Recent declines in interest rates have produced a pair of very different responses at the Douglas County Courthouse.
In the register of deed's office, lower interest rates have been good for business. Just across the lobby in the county administrator's office, they've created an extra dose of anxiety.
Douglas County Register of Deeds Sue Neustifter said that drops in interest rates, including the recent half-point drop by the Federal Reserve, have spurred record amounts of refinanced mortgages in the county. That means an increase in county revenues because every mortgage is charged a filing fee by the county.
Those fees, which amount to 26 cents per every $100 of the mortgage amount, are on pace to exceed the county's budget projections by more than $900,000 in 2001.
County Administrator Craig Weinaug says the extra money will come in handy because when he looks at the county's overall financial picture he sees more problems than benefits from declining rates.
Weinaug said the county's projections for interest income earned from various county investments will fall short for 2001 and possibly 2002. He also is braced for a shortfall in the county's sales tax collections. That's because Weinaug knows the interest rate reductions resulted from a slowing economy. A sluggish economy means people will buy less.
"I think the increase in these mortgage fees is going to cover us for the 2001 fiscal year, but I think it will be unrealistic to expect it to cover any of the downturn for 2002," Weinaug said. "I think we'll be facing ongoing problems just like every business in town will face. The revenues will be down because of a recession."
Neustifter has been the county's Register of Deeds since 1972 and has worked in the office since 1959. She said she's never seen mortgage activity like this before. Through September, her office, which has been putting in large amounts of overtime to deal with the rush, has collected more than $200,000 in fees in four different months. In all of 2000, her office only collected more than $200,000 in one month.
In May of this year, her office collected $277,151 in mortgage fees, the highest total ever. Neustifter said the increase in activity isn't from new home construction; rather, homeowners are refinancing to take advantage of rates at the lowest levels in years.
Neustifter said she suspects many people are refinancing more than the remaining balance on their homes.
"I probably shouldn't say this, but I think a lot of people are maxed out on their credit cards and this is a good chance for them to go back to the bank and get some needed money," Neustifter said.
The fact refinancing, rather than new home construction, is driving the spikes in mortgage fee collections has Weinaug pessimistic about any long-term financial boon to the county.
"Eventually everyone who is going to refinance will have done it, and that will be the end of our extra revenue," Weinaug said.
Bracing for a downturn
Weinaug is guessing that day will come sometime in 2002, and his office, which prepares the county budget, could be facing several shortfalls.

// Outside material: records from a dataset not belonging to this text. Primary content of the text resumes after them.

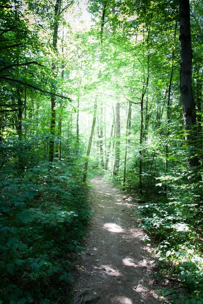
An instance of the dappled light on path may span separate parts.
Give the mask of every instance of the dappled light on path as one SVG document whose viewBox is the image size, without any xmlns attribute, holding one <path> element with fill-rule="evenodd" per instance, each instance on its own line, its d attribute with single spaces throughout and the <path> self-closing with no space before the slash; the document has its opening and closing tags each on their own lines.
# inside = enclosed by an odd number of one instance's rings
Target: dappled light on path
<svg viewBox="0 0 203 304">
<path fill-rule="evenodd" d="M 132 301 L 125 296 L 117 296 L 112 299 L 113 304 L 133 304 Z"/>
<path fill-rule="evenodd" d="M 101 265 L 100 267 L 94 267 L 95 269 L 104 271 L 108 276 L 112 277 L 119 277 L 122 276 L 122 273 L 118 270 L 112 268 L 112 265 Z"/>
<path fill-rule="evenodd" d="M 130 257 L 126 257 L 122 260 L 122 263 L 125 266 L 132 266 L 132 267 L 137 267 L 138 265 L 136 265 L 134 261 Z"/>
<path fill-rule="evenodd" d="M 136 226 L 132 203 L 104 183 L 92 180 L 94 216 L 81 253 L 84 267 L 81 289 L 89 288 L 96 304 L 156 304 L 151 273 L 156 265 L 145 233 Z M 154 283 L 155 284 L 155 283 Z"/>
<path fill-rule="evenodd" d="M 110 232 L 120 233 L 124 231 L 120 226 L 114 223 L 107 223 L 104 225 L 104 227 Z"/>
</svg>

County officials anticipated a slowing economy in 2001 and had actually projected for budget purposes that sales tax revenues would be down by 2.5 percent from 2000 totals. But they were not expecting the trend to continue into 2002.
"We projected that it would bottom out in 2001 and not get any worse in 2002, but now it looks like it might," Weinaug said.

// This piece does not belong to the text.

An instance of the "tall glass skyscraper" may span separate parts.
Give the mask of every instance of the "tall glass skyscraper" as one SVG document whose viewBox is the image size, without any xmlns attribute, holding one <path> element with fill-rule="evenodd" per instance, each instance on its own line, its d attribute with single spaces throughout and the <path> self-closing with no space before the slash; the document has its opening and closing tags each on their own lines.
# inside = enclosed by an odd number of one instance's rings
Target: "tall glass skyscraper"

Weinaug said it is too soon to estimate how much the county may lose in sales tax revenues, but it is not too early to see the effect of lower interest from the county's bank accounts.
The county budgeted for $1.15 million in interest income this year. The projection was on track the first six months of the year. But that was when county investments were averaging 5 to 6 percent interest. An investment made earlier this week will draw the county only 2 percent.
"I don't know the exact impact, but it will result in a shortfall of at least a couple hundred thousand dollars this year," Weinaug said.
Moreover, the county isn't in much of a position to take advantage of the declining interest rates by refinancing its own debt.
Weinaug said he has studied the possibility but found most of the county's debt was too recent to be refinanced.